As I've discussed earlier in this column, XML only provides the most basic foundation towards the goal of universal information interchange. XML is thoroughly established, and a great deal of the effort to build standards on top of XML has been directed towards semantic transparency, which would allow disparate systems to share some understanding of the actual concepts that are represented in some structured form in XML documents. See the inaugural Thinking XML article for a discussion of semantic transparency.
Many approaches are taken toward such an ambitious goal, but I tend to classify these into two main categories:
- Top-down initiatives define entire document formats along with the semantics of all the elements, attributes, and content, usually by reference to relevant industry standards. Examples are OAGIS (covered in "XML meets semantics, Part 4") and UBL (covered in "Universal Business Language (UBL)").
- Bottom-up initiatives define terms and concepts at the discrete level, independently of the documents in which they would appear. Examples are The ISO Basic Semantics Register (BSR), an effort that unfortunately seems to have stalled, and RosettaNet Dictionaries (covered in "XML meets semantics, Part 3").
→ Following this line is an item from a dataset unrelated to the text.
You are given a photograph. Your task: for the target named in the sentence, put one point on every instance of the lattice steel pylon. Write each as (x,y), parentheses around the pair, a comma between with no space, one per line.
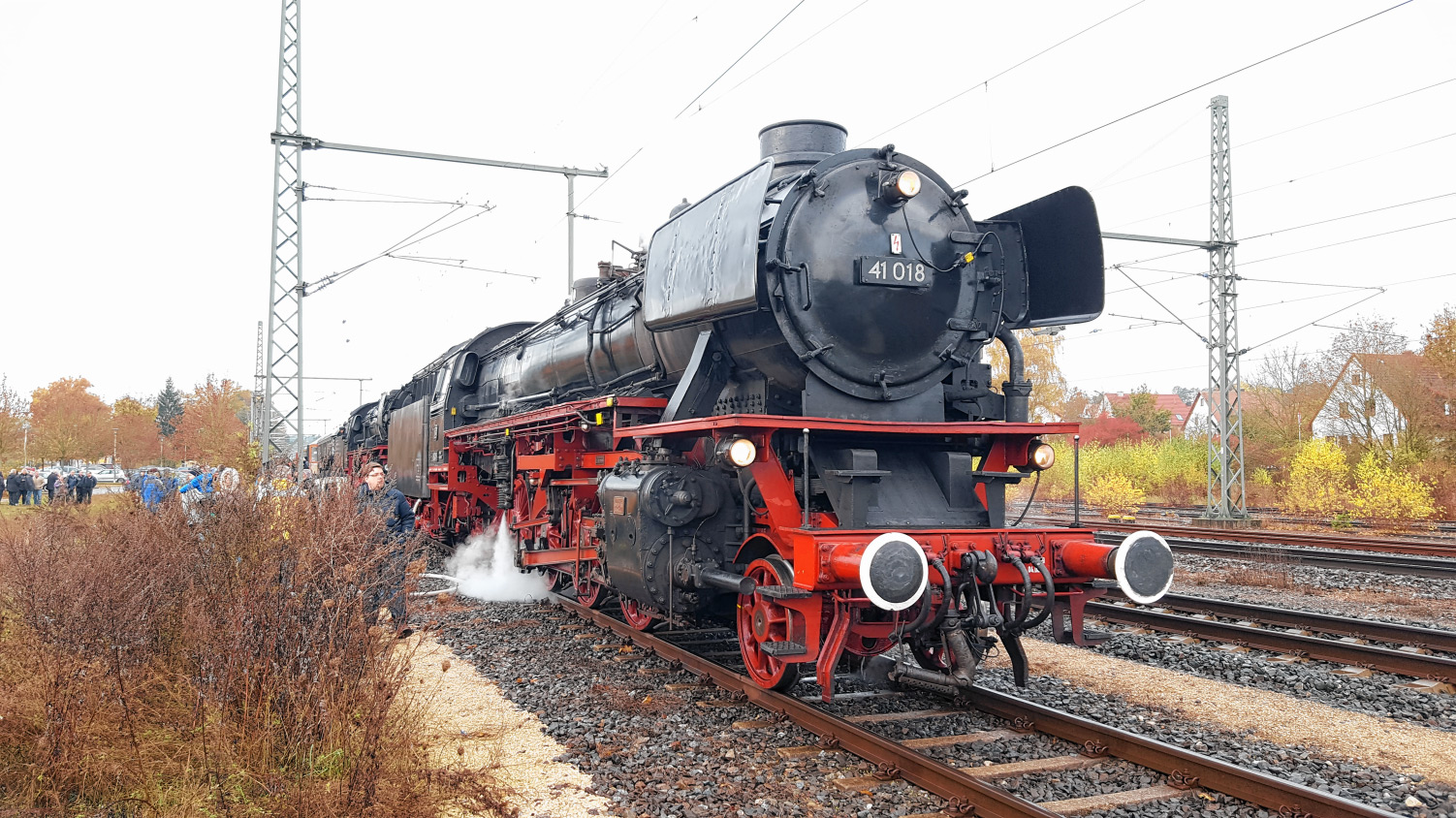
(1224,406)
(283,391)
(255,405)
Top-down approaches are often less ambitious in scope and positioned for industry backing. Bottom-up approaches have broader potential, but are also far more difficult to develop and evangelize. RosettaNet is rather interesting in that it pursues both, providing dictionaries and document schemata. Also, UBL shares close ties with bottom-up efforts in the ebXML space.
The terms and concepts formally defined in dictionaries and semantic registries are the anchors on which you can build generalized semantics for communications in XML. In this article, I shall look at two additional initiatives to build such anchors.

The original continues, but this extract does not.